Definidos os titulares de algumas funções

No dia do terceiro ensaio, saiu a lista daqueles que irão ocupar funções "especiais" no dia de S. João e que é a seguinte:

- Colher direitos - Lindoro Cavadas

- Semear - Joaquim Miranda
- Gradar - Domingos Cuco
- Lavrar - Fernando Cardoso

- Sapateiro - Joaquim do Juca
- Cego - Carlos Andrade
- Mulher do Sapateiro - António Poeira
- Moço do Sapateiro - Joaquim Brito
- Moço do Cego - Luís Loira.

Ao mesmo tempo, estamos em condições de divulgar a lista dos músicos que compõem a "orquestra" que aceitou acompanhar graciosamente as danças dos Bugios (assim demonstrando que continua a não faltar nesta Festa gente que gosta dela):

- Alberto Ferreira - Violino
- Diana Costa - Violino
- Elsa Carneiro - Violino
- Lindoro Pinto - Violino
- Lúcio Tibeiro - Violino
- Alfredo Ferreira - Viola
- António Silva - Viola
- Armando Dias - Viola
- Eduardo Monteiro - Viola
- João Paulo - Viola.

sexta-feira, junho 17, 2005

Festa da Bugiada na Wikipedia

A Wikipedia é um dos grandes fenómenos da era da Internet: é um projecto de enciclopédia em várias línguas, permanentemente em actualização, que pode ser construído por qualquer pessoa que tenha algo de novo para acrescentar ou mesmo para corrigir informações que já lá estejam inseridas. Tendo verificado que havia lá duas ou três linhas sobre Sobrado, mas não havia nada sobre a Festa de S. João, que é o ex-libris desta vila e, de algum modo, do concelho, coloquei lá uma entrada breve, por enquanto apenas na versão portuguesa. Pode ser lida clicando aqui.
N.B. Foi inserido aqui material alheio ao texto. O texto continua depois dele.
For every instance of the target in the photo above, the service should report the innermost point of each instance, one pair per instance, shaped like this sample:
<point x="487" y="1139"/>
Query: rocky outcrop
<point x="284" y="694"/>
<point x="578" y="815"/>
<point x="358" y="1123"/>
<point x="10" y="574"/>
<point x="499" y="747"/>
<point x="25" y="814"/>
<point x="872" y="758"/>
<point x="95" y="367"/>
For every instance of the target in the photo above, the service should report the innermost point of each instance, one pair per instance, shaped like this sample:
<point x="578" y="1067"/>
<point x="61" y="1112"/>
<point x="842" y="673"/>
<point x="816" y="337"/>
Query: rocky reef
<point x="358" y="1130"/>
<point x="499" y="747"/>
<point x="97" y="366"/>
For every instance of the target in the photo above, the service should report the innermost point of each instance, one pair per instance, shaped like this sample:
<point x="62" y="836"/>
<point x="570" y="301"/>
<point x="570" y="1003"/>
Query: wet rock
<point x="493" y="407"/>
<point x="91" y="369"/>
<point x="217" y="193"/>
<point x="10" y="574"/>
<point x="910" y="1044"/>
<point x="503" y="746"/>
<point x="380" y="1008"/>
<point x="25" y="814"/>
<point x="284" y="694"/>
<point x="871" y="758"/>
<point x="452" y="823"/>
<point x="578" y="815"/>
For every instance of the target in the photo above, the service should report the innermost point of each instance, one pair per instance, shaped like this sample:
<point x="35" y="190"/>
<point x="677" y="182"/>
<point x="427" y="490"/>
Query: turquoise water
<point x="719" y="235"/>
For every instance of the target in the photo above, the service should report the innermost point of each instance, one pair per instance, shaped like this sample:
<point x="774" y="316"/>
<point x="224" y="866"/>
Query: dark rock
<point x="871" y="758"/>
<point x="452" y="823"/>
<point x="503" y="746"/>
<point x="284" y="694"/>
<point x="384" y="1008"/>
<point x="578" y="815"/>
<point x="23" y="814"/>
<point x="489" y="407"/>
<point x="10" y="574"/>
quarta-feira, junho 15, 2005

"No dia do Baptista S. João
Fazem eles ali grande função"

Mais um documento com referências à festa de S.João de Sobrado, que tem mais de cem anos de existência. É o fragmento de uma faquelas folhas volantes que antigamente se vendiam pelas feiras e romarias, da autoria de José Alves dos Reis:

“Música Gorada

Na aldeia pitoresca de Sobrado
Terra aonde se cria o melhor gado
E já deu bastantes brasileiros
Tem hoje denodados Mourisqueiros.
No dia do Baptista S. João
Fazem eles ali grande função
Correm todos em vários desafios
Os Mourisqueiros e garbos Bugios
Os doidos imitando no correr
(e não faltam irmãos para ir ver)
A saltar e pullar por entre a praça
E os doidos socegados achando-lhes graça

(...)”
Versos de José Alves dos Reis, folheto volante de 10 pp,, 1896

domingo, junho 05, 2005

Reportagem fotográfica do 2º ensaio

O
O "Caixa" - É ele que abre o ensaio dos Mourisqueiros

Dança dos Mourisqueiros
Dança dos Mourisqueiros - Ao som do Caixa, o Reimoeiro dança com os Guias

Mouriscada
Mouriscada - A formação mourisca ensaia a sua dança. Ao lado, um popular também dá um jeitinho...

A Orquestra
A Orquestra - A "Orquestra" acompanha o ensaio dos Bugios

O Velho
O Velho - No dia 24, irá de cara tapada. Afinal, o Velho é ... novo!

Bugios
Bugios - A maior parte não vem ao ensaio. Mesmo assim, eram cerca de 80 a treinar para Bugio.

sexta-feira, junho 03, 2005

Antes da Festa, muito que fazer - II

Os ensaios ocupam os quatro domingos anteriores à festa. Os feriados não contam nessa contabilidade.
No sábado anterior ao último domingo de ensaio, pelas 7 horas, o Velho dá ordens acerca do local em que se irão cortar os pinheiros para construir os castelos (os "Palanques"). Para essa tarefa vão muitos Bugios e os Mourisqueiros.
A seguir, tratam de construir os Palanques - o dos Bugios junto á estrada, perto do coreto e o dos Mourisqueiros a uma distância de cerca de 80 metros, na direcção da igreja.
A desmontagem destas estruturas deverá fazer-se no sábado a seguir á Festa, com a participação de elementos das duas formações.
Outra actividade que ocorre também antes da Festa é a marcação de um dia para que todos aqueles que têm canhão e tencionem dar tiros nos Palanques se juntem num sítio isolado, para fazer a experiência de dar um tiro (os dez quilos de pólvora adquiridos à empresa concessionária do fogo de artifício servem não apenas para a "Guerra" do dia de S. João, mas igualmente para esta experiência.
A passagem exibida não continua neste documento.